Гото предполагает, что «свирепствуют» значит «убивают», и в итоге ему приходится перестраивать всю фразу.

Маринус тем временем отвлекается, глядя куда-то поверх голов.

Ёсида Хаято кашляет, показывая, что хочет задать вопрос.

Оцуки Мондзюро смотрит на рассеянного Маринуса и кивает, разрешая.

Ёсида пишет по-голландски живее многих переводчиков, но, боясь ошибиться прилюдно, обращается со своим вопросом по-японски к Гото Симпати:

– Пожалуйста, переводчик, спросите доктора Маринуса: если наука обладает самосознанием, к чему она стремится? Иными словами, когда тот воображаемый спящий проснется в тысяча восемьсот девяносто девятом году, мир будет больше похож на рай или на ад?

С японского на голландский Гото переводит медленнее, чем в обратную сторону, однако вопрос Маринусу нравится. Доктор чуть покачивается взад-вперед.

– Не узнаю, пока не увижу, господин Ёсида.

XVII. Алтарная в Сестринском доме, монастырь на горе СирануиДвадцать шестой день Одиннадцатого месяца

«Хоть бы не меня, – молится Орито. – Хоть бы не меня».

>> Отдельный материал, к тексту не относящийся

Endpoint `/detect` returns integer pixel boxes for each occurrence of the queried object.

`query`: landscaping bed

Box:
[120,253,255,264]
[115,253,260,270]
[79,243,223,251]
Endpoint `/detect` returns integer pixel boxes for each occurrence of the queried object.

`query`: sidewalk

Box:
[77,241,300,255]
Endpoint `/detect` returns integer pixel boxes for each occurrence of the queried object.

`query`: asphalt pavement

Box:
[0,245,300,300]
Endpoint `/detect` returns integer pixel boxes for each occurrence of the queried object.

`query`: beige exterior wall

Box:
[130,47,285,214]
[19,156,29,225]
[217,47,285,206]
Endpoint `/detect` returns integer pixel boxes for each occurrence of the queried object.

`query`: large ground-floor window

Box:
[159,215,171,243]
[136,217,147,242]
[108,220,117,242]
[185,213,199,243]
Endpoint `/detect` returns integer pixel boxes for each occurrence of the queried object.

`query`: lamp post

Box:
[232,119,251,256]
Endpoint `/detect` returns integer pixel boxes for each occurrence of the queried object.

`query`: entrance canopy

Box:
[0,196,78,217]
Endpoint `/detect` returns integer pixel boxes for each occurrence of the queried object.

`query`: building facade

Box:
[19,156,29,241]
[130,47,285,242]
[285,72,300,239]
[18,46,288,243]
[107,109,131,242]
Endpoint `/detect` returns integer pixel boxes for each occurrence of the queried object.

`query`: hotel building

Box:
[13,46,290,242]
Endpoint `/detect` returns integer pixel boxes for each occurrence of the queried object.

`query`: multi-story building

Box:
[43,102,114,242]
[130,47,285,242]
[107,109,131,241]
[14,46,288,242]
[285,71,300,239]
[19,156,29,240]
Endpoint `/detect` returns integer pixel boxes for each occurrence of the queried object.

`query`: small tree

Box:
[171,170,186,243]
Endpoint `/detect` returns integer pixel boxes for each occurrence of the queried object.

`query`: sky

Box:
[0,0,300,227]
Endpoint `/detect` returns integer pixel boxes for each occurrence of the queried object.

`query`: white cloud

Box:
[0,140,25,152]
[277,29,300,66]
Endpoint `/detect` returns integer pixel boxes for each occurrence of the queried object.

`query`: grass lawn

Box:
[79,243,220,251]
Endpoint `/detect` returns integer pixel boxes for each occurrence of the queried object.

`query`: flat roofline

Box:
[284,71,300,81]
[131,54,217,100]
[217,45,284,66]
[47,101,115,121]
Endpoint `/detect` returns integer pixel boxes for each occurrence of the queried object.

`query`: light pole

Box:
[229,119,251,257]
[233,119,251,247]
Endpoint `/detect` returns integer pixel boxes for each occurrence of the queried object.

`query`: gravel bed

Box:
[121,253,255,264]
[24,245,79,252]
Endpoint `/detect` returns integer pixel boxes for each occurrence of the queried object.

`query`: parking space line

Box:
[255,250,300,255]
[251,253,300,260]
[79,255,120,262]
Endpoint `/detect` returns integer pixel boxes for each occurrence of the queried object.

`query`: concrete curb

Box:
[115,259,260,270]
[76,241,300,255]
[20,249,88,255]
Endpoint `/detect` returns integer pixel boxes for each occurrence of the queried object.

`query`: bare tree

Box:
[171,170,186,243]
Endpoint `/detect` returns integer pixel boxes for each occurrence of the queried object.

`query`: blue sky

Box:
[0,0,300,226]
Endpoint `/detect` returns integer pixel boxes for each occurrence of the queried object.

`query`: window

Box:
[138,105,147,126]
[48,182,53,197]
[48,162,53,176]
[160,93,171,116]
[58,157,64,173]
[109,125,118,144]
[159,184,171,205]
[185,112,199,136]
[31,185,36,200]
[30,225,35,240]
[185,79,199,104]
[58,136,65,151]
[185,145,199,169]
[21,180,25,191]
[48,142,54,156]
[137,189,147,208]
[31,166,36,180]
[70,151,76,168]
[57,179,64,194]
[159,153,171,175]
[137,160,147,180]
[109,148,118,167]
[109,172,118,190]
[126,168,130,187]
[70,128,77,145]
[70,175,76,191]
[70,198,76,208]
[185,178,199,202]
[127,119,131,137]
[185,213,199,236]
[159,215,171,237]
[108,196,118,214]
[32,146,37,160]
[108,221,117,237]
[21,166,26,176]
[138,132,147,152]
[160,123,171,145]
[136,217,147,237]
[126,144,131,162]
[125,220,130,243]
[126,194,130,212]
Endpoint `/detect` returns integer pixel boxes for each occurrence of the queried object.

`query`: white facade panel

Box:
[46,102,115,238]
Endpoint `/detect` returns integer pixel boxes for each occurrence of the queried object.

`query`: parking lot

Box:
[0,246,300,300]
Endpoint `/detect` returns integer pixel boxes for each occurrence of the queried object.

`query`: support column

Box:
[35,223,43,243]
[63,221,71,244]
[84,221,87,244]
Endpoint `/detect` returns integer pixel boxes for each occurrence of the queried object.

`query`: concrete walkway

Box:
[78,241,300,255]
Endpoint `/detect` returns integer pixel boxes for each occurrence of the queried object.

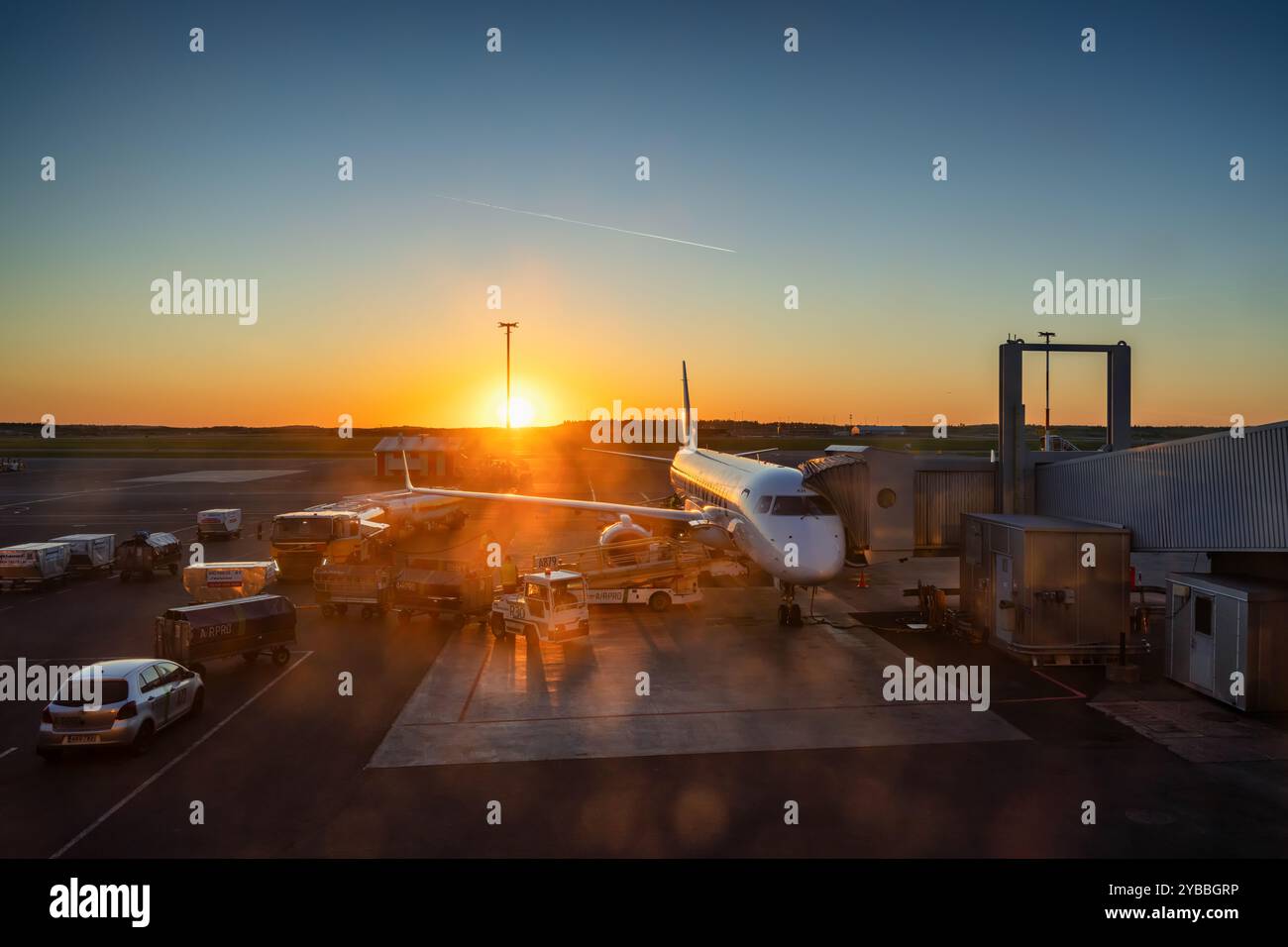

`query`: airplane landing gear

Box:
[778,585,805,627]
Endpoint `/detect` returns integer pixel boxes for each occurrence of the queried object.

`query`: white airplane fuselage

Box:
[671,449,845,585]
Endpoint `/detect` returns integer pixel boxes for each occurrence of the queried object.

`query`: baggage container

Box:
[197,507,241,543]
[0,543,71,591]
[313,566,394,618]
[116,530,183,582]
[49,532,116,573]
[394,561,492,625]
[155,595,295,677]
[183,561,277,601]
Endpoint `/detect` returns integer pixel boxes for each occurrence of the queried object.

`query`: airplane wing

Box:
[403,455,702,523]
[581,447,671,464]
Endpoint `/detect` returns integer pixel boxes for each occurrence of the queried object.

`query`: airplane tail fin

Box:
[680,361,698,451]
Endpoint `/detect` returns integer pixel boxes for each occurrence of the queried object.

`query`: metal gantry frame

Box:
[997,339,1130,513]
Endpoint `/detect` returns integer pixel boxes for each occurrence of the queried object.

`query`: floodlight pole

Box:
[1038,333,1055,451]
[496,322,519,430]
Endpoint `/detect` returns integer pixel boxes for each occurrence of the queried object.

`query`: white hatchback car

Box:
[36,657,206,762]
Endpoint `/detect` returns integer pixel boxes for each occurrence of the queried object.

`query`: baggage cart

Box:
[313,565,394,618]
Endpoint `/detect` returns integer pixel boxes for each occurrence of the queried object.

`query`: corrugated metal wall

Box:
[913,471,993,549]
[1034,421,1288,550]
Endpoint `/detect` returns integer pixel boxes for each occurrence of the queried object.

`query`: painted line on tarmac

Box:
[0,483,151,510]
[49,651,314,860]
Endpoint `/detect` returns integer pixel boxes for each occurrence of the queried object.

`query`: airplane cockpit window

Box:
[774,493,836,517]
[805,494,836,517]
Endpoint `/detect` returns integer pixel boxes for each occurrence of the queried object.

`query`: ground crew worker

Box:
[501,556,519,595]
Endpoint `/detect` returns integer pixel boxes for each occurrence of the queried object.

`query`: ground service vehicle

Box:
[197,507,241,543]
[342,489,468,535]
[36,657,206,763]
[116,530,183,582]
[394,559,492,625]
[49,532,116,573]
[0,543,71,591]
[532,536,731,612]
[154,595,295,674]
[183,559,277,601]
[313,565,394,618]
[270,509,391,582]
[488,570,590,642]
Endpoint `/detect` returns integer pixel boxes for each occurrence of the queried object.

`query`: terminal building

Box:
[802,339,1288,710]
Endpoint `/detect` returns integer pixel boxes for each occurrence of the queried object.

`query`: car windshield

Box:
[551,582,577,608]
[774,493,836,517]
[54,678,130,707]
[273,517,331,541]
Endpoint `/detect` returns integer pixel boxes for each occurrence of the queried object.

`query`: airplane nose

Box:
[773,523,845,585]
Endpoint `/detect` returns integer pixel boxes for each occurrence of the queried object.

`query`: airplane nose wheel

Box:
[778,586,804,627]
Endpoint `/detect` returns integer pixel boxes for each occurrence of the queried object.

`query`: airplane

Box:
[403,362,845,626]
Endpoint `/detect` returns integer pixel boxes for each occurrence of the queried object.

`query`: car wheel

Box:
[130,720,158,756]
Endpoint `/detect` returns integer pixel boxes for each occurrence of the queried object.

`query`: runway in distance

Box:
[403,362,845,626]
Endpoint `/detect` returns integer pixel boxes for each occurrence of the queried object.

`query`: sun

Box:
[496,395,537,428]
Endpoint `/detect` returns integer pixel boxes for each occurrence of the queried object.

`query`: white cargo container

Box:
[183,559,277,601]
[197,507,241,540]
[0,543,71,590]
[49,532,116,573]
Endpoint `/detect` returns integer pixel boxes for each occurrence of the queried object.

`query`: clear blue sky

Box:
[0,3,1288,424]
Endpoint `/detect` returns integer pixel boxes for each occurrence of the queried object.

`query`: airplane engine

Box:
[690,523,738,550]
[599,513,653,566]
[599,514,653,546]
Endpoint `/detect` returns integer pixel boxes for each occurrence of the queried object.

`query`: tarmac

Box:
[0,455,1288,858]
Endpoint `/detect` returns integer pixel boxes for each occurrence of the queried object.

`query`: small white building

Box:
[374,434,461,476]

Перед тем как объявить Избранных для Одарения, Богиню освободили от одежд: ее налитые груди переполнены молоком, а живот, лишенный пупка, раздулся, вмещая плод женского пола – в свою очередь, настолько плодородный, что, по словам настоятельницы, в его крохотной утробе уже содержится еще меньший зародыш женщины, тоже беременной миниатюрной дочкой… и так далее, до бесконечности. Пока читают Сутру Мольбы, настоятельница Идзу наблюдает за девятью еще не Одаренными сестрами. Десять дней Орито изображала искреннее раскаяние, надеясь добиться разрешения на прогулки по всему монастырю, тихонько перелезть через стену и сбежать, но надежды не сбылись. Она страшилась этого дня с тех пор, как увидела огромный живот Яёи и поняла его значение. И вот грозный день настал. Все без конца обсуждали, кого на этот раз выберет Богиня. Для Орито было нестерпимо слушать такие разговоры.

– Одной из двух обязательно будет Новая сестра, – с жестоким удовлетворением говорила Умэгаэ. – Богиня же хочет, чтобы сестра Орито поскорее почувствовала себя здесь как дома.

Слепая Минори, что живет в монастыре уже восемнадцатый год, говорит, что Новых сестер Одаривают не позднее чем на четвертый месяц, а на второй – не всегда. Яёи предполагает, что Богиня может дать вторую попытку Кагэро и Минори – обе в прошлом месяце не зачали Дар, хотя были избраны. Орито подозревает, что Яёи говорит это, только чтобы ее успокоить.

В Молельной становится тихо. Сутра окончена.

«Хоть бы не меня. – Ожидание невыносимо. – Хоть бы не меня».

Настоятельница Идзу ударяет в цилиндрический гонг. Гул идет волнами, то усиливаясь, то затихая.

Сестры в священном почтении утыкаются головами в циновки.

«Словно преступницы, – думает Орито, – ожидающие, когда упадет меч палача».

Шуршит церемониальное облачение настоятельницы.

– Сестры с горы Сирануи…

Девять женщин замирают, прижимаясь лбом к полу.

– Богиня сообщила мастеру Гэнму, что в Одиннадцатом месяце…

Снаружи, в крытой галерее, со звоном падает и разбивается сосулька. Орито вздрагивает всем телом.

– …в Одиннадцатом месяце одиннадцатого года эры Кансэй…

«Я не должна здесь быть, – думает Орито. – Здесь мне не место».

– …во имя ее будут Одарены две сестры: Кагэро и Хасихимэ.

Орито едва удерживает стон облегчения, только не может усмирить отчаянный стук сердца.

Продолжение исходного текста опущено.